Mientras que el debate sobre el cold ironing suele centrarse en la generación o en la reducción de emisiones, la operativa de conexión implica condiciones exigentes desde el punto de vista mecánico, eléctrico y de automatización.
Los cables de alta capacidad son pesados y rígidos, y los buques están sometidos a cambios en el calado y movimientos verticales debido a las mareas, el oleaje y las operaciones de carga y descarga.
A ello se suman requisitos eléctricos como la gestión segura de potencia en media tensión, la continuidad del suministro y la correcta secuencia de conexión, así como sistemas de automatización que permiten sincronizar buque y red, supervisar el estado del cable y garantizar la operación segura del conjunto.

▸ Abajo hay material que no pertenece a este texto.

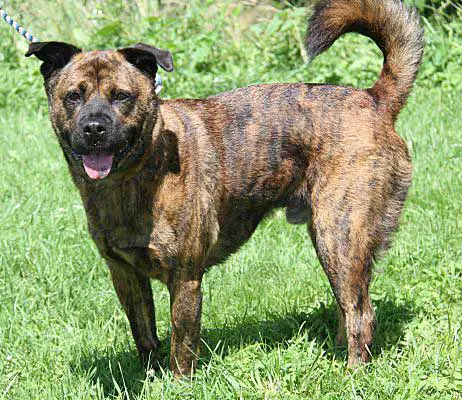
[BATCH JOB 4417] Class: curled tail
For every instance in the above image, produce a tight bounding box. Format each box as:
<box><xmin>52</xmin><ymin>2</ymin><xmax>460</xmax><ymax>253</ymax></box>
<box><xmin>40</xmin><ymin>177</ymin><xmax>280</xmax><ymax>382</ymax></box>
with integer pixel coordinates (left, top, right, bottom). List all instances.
<box><xmin>306</xmin><ymin>0</ymin><xmax>424</xmax><ymax>120</ymax></box>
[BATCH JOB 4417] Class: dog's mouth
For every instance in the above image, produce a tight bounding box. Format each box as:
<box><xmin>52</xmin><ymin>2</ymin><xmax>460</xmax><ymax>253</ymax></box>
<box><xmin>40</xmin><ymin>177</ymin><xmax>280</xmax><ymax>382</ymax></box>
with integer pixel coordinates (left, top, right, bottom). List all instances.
<box><xmin>82</xmin><ymin>153</ymin><xmax>114</xmax><ymax>179</ymax></box>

Para dar respuesta a este desafío, la UGC desarrollada y fabricada por TEC Shore Power actúa como el eslabón físico y dinámico del sistema. Diseñada como un vehículo de guiado automático (AGV), la unidad opera de forma autopropulsada, eliminando la necesidad de equipos de arrastre externos.
Esta movilidad inteligente aporta flexibilidad operativa a la terminal, permitiendo desplazar y posicionar el punto de conexión con precisión a lo largo de la línea de atraque, adaptándose a la eslora y a las posiciones de conexión específicas de cada crucero y facilitando la gestión del cable bajo distintas condiciones operativas.